Родственникам мертвых учеников Сана пойдет сухое казенное уведомление. Хотя те отреклись от них еще при жизни.
В поселке дела комиссара были закончены. Пора было возвращаться в столицу.
Утром следующего за похоронами дня сотрудники комиссариата безопасности и печати обыскивали книжную лавку и жилищей ненаследной принцессы Гюльши Камаль. Погода радовала неожиданным солнцем. Бросался в глаза носок блестящего сапога, выставленный из двери на высокое крыльцо «У висельника». В сапоге кто-то был, а вернее, не кто-то а правая нога Венедикта Талызина, вышедшего перекурить и привлекшего сторожкие взоры соседей моны Камаль. Несмотря на опасения и строгие окрики не препятствовать работе, они зыркали из окон и из-под арки, выглядывали в двери мастерских и магазинчиков и через ограды, а к веренице блестящих авто пришлось поставить охрану, чтобы гонять вездесущих пацанов.
Тюремную карету с зарешеченными окошками через арку загнали вглубь двора напротив лавки Гюльши, к сараям — и без того следственной группе внимания хватало.

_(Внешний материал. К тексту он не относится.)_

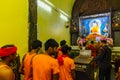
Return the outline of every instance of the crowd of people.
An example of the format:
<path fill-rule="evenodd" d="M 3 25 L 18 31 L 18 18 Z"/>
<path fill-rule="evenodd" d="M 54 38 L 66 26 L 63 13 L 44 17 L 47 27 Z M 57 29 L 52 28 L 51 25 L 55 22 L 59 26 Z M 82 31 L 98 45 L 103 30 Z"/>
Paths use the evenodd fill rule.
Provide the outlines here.
<path fill-rule="evenodd" d="M 112 52 L 106 40 L 101 40 L 99 46 L 97 51 L 94 41 L 91 41 L 85 49 L 92 52 L 91 56 L 94 59 L 91 63 L 99 66 L 99 80 L 110 80 Z M 24 75 L 24 80 L 77 80 L 74 60 L 69 56 L 71 47 L 67 42 L 61 40 L 59 46 L 55 39 L 50 38 L 45 42 L 44 47 L 44 51 L 38 54 L 42 42 L 35 40 L 31 50 L 23 57 L 19 73 Z M 16 54 L 15 45 L 5 45 L 0 48 L 0 80 L 15 80 L 15 74 L 9 65 Z"/>

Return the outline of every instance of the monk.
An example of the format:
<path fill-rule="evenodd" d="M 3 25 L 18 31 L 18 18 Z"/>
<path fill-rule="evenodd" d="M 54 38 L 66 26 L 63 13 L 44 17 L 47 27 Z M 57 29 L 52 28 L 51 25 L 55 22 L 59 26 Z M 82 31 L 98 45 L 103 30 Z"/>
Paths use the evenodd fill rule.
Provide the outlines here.
<path fill-rule="evenodd" d="M 43 54 L 36 55 L 32 60 L 33 80 L 58 80 L 59 65 L 51 54 L 58 51 L 58 43 L 54 39 L 48 39 Z"/>
<path fill-rule="evenodd" d="M 69 47 L 64 45 L 61 48 L 63 55 L 58 57 L 60 73 L 59 80 L 75 80 L 75 64 L 74 60 L 69 58 Z"/>
<path fill-rule="evenodd" d="M 0 80 L 15 80 L 15 74 L 10 67 L 11 61 L 16 58 L 17 47 L 5 45 L 0 48 Z"/>
<path fill-rule="evenodd" d="M 23 64 L 20 67 L 19 72 L 22 73 L 24 71 L 24 80 L 32 80 L 32 70 L 31 70 L 31 61 L 32 58 L 37 55 L 38 51 L 42 47 L 42 42 L 39 40 L 35 40 L 32 43 L 32 49 L 28 52 L 23 58 Z"/>

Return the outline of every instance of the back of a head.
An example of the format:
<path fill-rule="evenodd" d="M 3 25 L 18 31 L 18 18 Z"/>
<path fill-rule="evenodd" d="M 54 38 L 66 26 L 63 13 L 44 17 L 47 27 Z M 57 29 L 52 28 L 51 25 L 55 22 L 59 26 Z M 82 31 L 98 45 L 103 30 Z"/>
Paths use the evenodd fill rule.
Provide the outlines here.
<path fill-rule="evenodd" d="M 0 57 L 4 58 L 11 54 L 16 54 L 16 52 L 17 52 L 17 47 L 13 44 L 8 44 L 0 48 Z"/>
<path fill-rule="evenodd" d="M 91 41 L 91 44 L 94 44 L 94 41 Z"/>
<path fill-rule="evenodd" d="M 107 41 L 106 41 L 106 40 L 101 40 L 101 42 L 102 42 L 102 43 L 104 43 L 104 44 L 106 44 L 106 43 L 107 43 Z"/>
<path fill-rule="evenodd" d="M 65 40 L 60 41 L 60 46 L 63 46 L 63 45 L 65 45 L 65 44 L 66 44 L 66 41 L 65 41 Z"/>
<path fill-rule="evenodd" d="M 59 45 L 55 39 L 50 38 L 45 42 L 44 46 L 45 46 L 45 50 L 48 50 L 49 47 L 54 48 L 54 47 L 58 47 Z"/>
<path fill-rule="evenodd" d="M 61 47 L 61 51 L 63 52 L 63 54 L 67 54 L 68 50 L 69 50 L 68 45 L 64 45 L 64 46 Z"/>
<path fill-rule="evenodd" d="M 32 49 L 37 49 L 38 47 L 42 47 L 42 42 L 40 40 L 33 41 Z"/>

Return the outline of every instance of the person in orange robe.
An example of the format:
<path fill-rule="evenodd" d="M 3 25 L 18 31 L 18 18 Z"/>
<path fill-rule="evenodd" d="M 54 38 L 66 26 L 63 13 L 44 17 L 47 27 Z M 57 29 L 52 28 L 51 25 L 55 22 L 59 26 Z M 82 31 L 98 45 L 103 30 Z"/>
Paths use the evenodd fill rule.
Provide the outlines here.
<path fill-rule="evenodd" d="M 0 80 L 15 80 L 15 74 L 9 65 L 16 58 L 16 52 L 17 47 L 14 45 L 0 48 Z"/>
<path fill-rule="evenodd" d="M 32 79 L 32 75 L 31 75 L 31 61 L 32 58 L 38 53 L 38 51 L 40 50 L 40 48 L 42 47 L 42 42 L 39 40 L 35 40 L 32 43 L 32 49 L 30 52 L 28 52 L 24 58 L 23 58 L 23 64 L 20 67 L 20 71 L 22 73 L 22 71 L 24 72 L 24 80 L 31 80 Z"/>
<path fill-rule="evenodd" d="M 94 46 L 94 41 L 91 41 L 90 44 L 88 44 L 86 47 L 85 47 L 86 50 L 91 50 L 91 56 L 94 56 L 96 57 L 97 53 L 96 53 L 96 48 Z"/>
<path fill-rule="evenodd" d="M 75 80 L 74 60 L 68 57 L 69 47 L 64 45 L 61 48 L 63 55 L 58 57 L 60 73 L 59 80 Z"/>
<path fill-rule="evenodd" d="M 58 80 L 59 65 L 51 54 L 58 50 L 58 43 L 54 39 L 45 42 L 45 52 L 36 55 L 32 60 L 33 80 Z"/>
<path fill-rule="evenodd" d="M 62 51 L 61 51 L 61 47 L 64 46 L 64 45 L 66 45 L 66 41 L 65 40 L 61 40 L 60 41 L 60 47 L 58 48 L 58 55 L 57 55 L 57 57 L 59 57 L 59 56 L 61 56 L 63 54 Z"/>

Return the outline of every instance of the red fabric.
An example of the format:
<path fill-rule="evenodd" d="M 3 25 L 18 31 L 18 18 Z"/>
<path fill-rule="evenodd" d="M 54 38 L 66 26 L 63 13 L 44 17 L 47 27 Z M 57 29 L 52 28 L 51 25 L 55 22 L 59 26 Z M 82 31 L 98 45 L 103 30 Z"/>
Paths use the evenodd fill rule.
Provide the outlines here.
<path fill-rule="evenodd" d="M 17 47 L 16 46 L 0 48 L 0 57 L 5 57 L 5 56 L 8 56 L 10 54 L 15 54 L 16 51 L 17 51 Z"/>
<path fill-rule="evenodd" d="M 88 45 L 86 47 L 86 49 L 87 50 L 91 50 L 92 51 L 92 56 L 96 57 L 96 49 L 95 49 L 95 47 L 92 44 Z"/>
<path fill-rule="evenodd" d="M 63 65 L 63 63 L 64 63 L 63 57 L 68 57 L 68 55 L 61 55 L 61 56 L 59 56 L 59 57 L 57 58 L 57 59 L 58 59 L 58 63 L 59 63 L 60 65 Z"/>

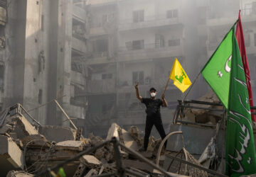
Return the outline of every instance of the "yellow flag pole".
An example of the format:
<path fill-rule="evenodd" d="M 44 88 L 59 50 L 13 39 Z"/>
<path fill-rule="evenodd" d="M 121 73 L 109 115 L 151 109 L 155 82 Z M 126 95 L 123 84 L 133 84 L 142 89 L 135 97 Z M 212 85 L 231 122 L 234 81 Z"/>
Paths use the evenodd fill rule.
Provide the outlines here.
<path fill-rule="evenodd" d="M 168 81 L 167 81 L 167 83 L 166 83 L 166 88 L 164 88 L 164 93 L 163 93 L 163 94 L 165 94 L 165 91 L 166 91 L 166 88 L 167 88 L 168 84 L 169 84 L 169 81 L 170 81 L 170 78 L 168 79 Z"/>
<path fill-rule="evenodd" d="M 193 86 L 194 85 L 195 82 L 196 82 L 196 80 L 198 79 L 200 74 L 201 74 L 201 72 L 199 72 L 198 75 L 197 75 L 196 78 L 195 80 L 193 81 L 191 86 L 190 86 L 190 88 L 189 88 L 189 89 L 188 89 L 188 92 L 186 93 L 184 98 L 183 98 L 182 103 L 184 103 L 184 101 L 185 101 L 186 98 L 187 96 L 188 95 L 188 93 L 189 93 L 190 91 L 191 90 Z"/>

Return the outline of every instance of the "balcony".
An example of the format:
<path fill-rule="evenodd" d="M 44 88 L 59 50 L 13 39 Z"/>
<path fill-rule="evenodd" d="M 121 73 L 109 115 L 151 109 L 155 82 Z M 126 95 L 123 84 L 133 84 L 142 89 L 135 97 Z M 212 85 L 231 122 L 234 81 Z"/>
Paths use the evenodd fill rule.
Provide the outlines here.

На зорьке, когда только-только выгнали коров и не убранные дворниками лепешки на мостовой еще исходили паром, а хозяйки не собрались мыть участки перед домами мылом и щелоком, лавку Гюльши Камаль оцепили, вошли через оба входа, оставив охрану под окнами, и вот уже второй час проводили в комнатах, на чердаке и в подвале обыск на предмет запрещенной литературы, перетряхивая каждую книжку, журнал, подшивку газет и проверяя на содержание, потому как листы могли быть вшиты в совершенно невинную обложку или даже книгу. Проверяли накладные, мытные квитки, переплетную мастерскую. Вытянули из постели и доставили, чтобы допросить, переплетчика. Согнали вниз хозяйку и обыскивали квартиру и служебный кабинет. Дело долгое, муторное, требующее сосредоточения.

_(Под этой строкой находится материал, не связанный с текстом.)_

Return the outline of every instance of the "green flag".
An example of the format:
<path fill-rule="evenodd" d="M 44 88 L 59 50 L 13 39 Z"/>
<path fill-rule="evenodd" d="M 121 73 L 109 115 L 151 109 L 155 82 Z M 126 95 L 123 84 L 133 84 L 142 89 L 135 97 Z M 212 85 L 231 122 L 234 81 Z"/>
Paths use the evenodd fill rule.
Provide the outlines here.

Кроме двух десятков своих сотрудников Даль привлек к нему столичный комиссариат, и все же улов был жиденький. Старый роман Одинокого бога, те же подметные газетенки моны Залевич, сборничек стихов Сана, несколько подозрительных пометок самой Гюльши.

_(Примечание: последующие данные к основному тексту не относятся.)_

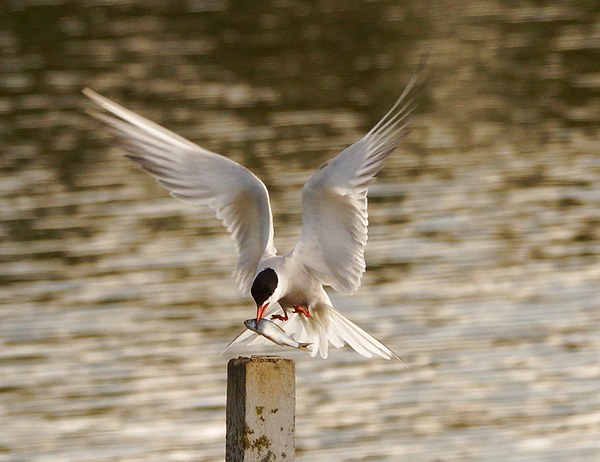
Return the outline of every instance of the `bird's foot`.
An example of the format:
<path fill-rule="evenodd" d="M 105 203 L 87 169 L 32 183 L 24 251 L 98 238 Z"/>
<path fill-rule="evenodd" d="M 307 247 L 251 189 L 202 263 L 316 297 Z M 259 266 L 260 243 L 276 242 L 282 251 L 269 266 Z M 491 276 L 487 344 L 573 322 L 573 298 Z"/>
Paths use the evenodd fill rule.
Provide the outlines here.
<path fill-rule="evenodd" d="M 303 314 L 307 318 L 310 318 L 310 312 L 308 311 L 308 308 L 305 308 L 301 305 L 294 305 L 294 313 Z"/>

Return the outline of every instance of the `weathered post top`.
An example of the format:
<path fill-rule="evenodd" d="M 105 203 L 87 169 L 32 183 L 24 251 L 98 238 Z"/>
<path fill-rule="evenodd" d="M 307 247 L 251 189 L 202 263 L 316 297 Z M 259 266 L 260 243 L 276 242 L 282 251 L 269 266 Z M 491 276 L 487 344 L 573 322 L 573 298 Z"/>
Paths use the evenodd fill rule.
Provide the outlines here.
<path fill-rule="evenodd" d="M 294 361 L 278 356 L 231 359 L 227 364 L 227 462 L 293 461 Z"/>

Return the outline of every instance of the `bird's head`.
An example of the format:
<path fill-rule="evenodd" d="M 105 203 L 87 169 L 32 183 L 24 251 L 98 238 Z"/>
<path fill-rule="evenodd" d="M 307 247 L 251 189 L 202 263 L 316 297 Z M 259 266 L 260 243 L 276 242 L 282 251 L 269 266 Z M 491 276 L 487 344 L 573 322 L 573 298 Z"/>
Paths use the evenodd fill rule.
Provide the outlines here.
<path fill-rule="evenodd" d="M 278 301 L 274 298 L 278 282 L 277 273 L 271 268 L 265 268 L 254 278 L 250 293 L 256 302 L 257 323 L 263 317 L 269 305 Z"/>

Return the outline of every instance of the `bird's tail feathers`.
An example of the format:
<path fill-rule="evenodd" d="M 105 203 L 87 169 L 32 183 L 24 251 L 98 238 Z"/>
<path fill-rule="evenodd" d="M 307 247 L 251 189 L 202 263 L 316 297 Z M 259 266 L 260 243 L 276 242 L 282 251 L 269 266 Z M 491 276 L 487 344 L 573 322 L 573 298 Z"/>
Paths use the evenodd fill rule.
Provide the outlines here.
<path fill-rule="evenodd" d="M 365 332 L 332 306 L 322 305 L 311 310 L 309 318 L 302 314 L 292 316 L 282 327 L 293 334 L 298 342 L 312 343 L 311 356 L 327 358 L 329 344 L 341 348 L 350 345 L 357 353 L 371 358 L 402 359 L 389 347 Z"/>

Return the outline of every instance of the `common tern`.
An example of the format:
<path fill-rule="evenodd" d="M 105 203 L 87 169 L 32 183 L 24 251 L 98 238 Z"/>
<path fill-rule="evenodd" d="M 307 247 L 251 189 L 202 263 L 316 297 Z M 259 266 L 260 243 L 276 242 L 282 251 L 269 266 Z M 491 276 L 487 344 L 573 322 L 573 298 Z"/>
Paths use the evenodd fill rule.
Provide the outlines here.
<path fill-rule="evenodd" d="M 421 66 L 422 69 L 423 66 Z M 302 191 L 302 229 L 295 248 L 278 255 L 263 182 L 237 162 L 210 152 L 86 88 L 102 111 L 88 111 L 171 196 L 205 204 L 231 233 L 238 253 L 233 277 L 263 316 L 280 321 L 310 354 L 346 343 L 366 357 L 398 356 L 333 307 L 323 286 L 355 292 L 365 272 L 367 191 L 383 162 L 408 131 L 416 107 L 417 71 L 388 113 L 361 139 L 321 165 Z M 279 311 L 281 309 L 281 311 Z M 276 313 L 276 311 L 279 311 Z M 245 330 L 233 343 L 258 337 Z"/>

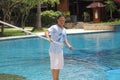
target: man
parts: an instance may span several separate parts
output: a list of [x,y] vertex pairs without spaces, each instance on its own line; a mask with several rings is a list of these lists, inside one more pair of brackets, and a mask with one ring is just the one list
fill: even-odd
[[[53,80],[59,80],[60,69],[62,69],[64,66],[63,46],[60,44],[64,43],[70,50],[73,50],[73,47],[67,41],[64,24],[65,16],[61,14],[57,17],[57,24],[52,25],[47,31],[45,31],[45,36],[51,42],[49,55]],[[56,44],[54,42],[60,44]]]

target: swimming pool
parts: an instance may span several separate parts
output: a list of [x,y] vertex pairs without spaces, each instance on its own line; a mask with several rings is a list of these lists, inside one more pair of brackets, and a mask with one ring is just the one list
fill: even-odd
[[[68,35],[73,51],[64,47],[60,80],[119,80],[120,32]],[[52,80],[49,43],[38,37],[0,41],[0,74],[27,80]]]

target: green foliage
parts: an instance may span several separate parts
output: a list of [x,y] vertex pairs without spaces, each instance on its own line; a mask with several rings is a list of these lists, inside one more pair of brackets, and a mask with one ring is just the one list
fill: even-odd
[[107,11],[110,12],[110,17],[112,19],[113,18],[112,13],[115,11],[116,5],[113,0],[107,0],[107,1],[105,1],[105,3],[106,3],[105,8]]
[[41,13],[42,26],[49,27],[52,24],[56,23],[56,17],[61,14],[60,11],[44,11]]

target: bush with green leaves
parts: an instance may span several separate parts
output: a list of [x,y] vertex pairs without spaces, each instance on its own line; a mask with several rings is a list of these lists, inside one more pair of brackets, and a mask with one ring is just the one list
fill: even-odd
[[56,23],[56,17],[61,14],[60,11],[47,10],[41,13],[42,26],[50,27]]

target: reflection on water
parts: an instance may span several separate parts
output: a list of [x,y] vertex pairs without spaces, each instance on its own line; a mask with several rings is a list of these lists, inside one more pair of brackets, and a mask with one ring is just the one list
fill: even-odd
[[[68,35],[74,50],[64,47],[62,80],[120,79],[120,33]],[[39,38],[0,41],[0,73],[28,80],[52,80],[49,43]]]

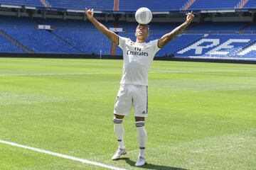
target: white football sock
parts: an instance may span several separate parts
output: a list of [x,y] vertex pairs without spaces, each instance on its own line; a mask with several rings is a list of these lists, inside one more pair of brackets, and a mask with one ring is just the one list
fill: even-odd
[[146,142],[146,132],[144,121],[136,122],[136,128],[138,131],[138,141],[139,147],[139,156],[145,157],[145,148]]
[[124,128],[122,124],[122,119],[114,119],[114,131],[117,138],[118,144],[120,149],[124,149]]

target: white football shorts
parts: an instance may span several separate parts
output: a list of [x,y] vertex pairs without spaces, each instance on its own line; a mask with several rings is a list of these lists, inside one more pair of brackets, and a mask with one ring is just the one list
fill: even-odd
[[132,108],[134,116],[148,116],[148,87],[146,86],[121,84],[114,104],[114,114],[128,115]]

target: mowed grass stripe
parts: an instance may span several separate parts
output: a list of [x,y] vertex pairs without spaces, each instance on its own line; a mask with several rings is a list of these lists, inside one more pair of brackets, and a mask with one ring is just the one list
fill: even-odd
[[[0,76],[0,138],[137,169],[132,114],[124,121],[127,155],[110,160],[117,147],[112,112],[122,67],[122,60],[0,59],[0,74],[49,74]],[[255,69],[252,64],[153,62],[144,169],[253,169]],[[87,169],[79,164],[68,168],[74,163],[58,159],[51,166],[36,154],[16,157],[1,148],[0,169]]]

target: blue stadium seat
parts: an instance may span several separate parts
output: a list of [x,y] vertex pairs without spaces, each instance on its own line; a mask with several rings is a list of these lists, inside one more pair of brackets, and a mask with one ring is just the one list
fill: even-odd
[[40,0],[0,0],[0,4],[43,7]]
[[28,17],[0,16],[0,27],[35,28],[36,24],[33,19]]
[[0,35],[0,52],[4,53],[26,53],[22,49]]
[[256,8],[256,0],[248,0],[242,8]]
[[113,11],[114,0],[48,0],[51,8],[65,9],[94,8],[99,11]]
[[120,0],[119,11],[136,11],[138,8],[142,6],[147,7],[152,11],[179,11],[186,1],[187,0],[178,0],[178,1]]
[[56,30],[54,33],[83,53],[100,54],[101,50],[102,55],[110,53],[111,41],[99,31]]
[[2,28],[1,30],[35,53],[80,53],[73,47],[44,30],[7,28]]

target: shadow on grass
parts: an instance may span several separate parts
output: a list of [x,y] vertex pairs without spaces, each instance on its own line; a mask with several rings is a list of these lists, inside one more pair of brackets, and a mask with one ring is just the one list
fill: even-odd
[[[132,166],[135,166],[135,162],[132,161],[129,158],[120,158],[119,160],[124,160],[128,164]],[[156,165],[151,164],[146,164],[144,166],[139,166],[142,169],[156,169],[156,170],[187,170],[186,169],[182,168],[176,168],[176,167],[171,167],[168,166],[164,165]]]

Глядя, как Гриша тюкает по клавишам «Подлесицы», набирая шапку протокола, Даль остро чувствовал, как ему не хватает Инны. И тупо болела голова.
Вслед за Талызиным комиссар вышел на крыльцо, неся в себе тяжелый гнев, и тут же занавески на окнах соседних домов едва ли не разом заколыхались, скрывая обывателей.
— Вам бы присесть, Даль Олегович, — заботливо сказал Венедикт.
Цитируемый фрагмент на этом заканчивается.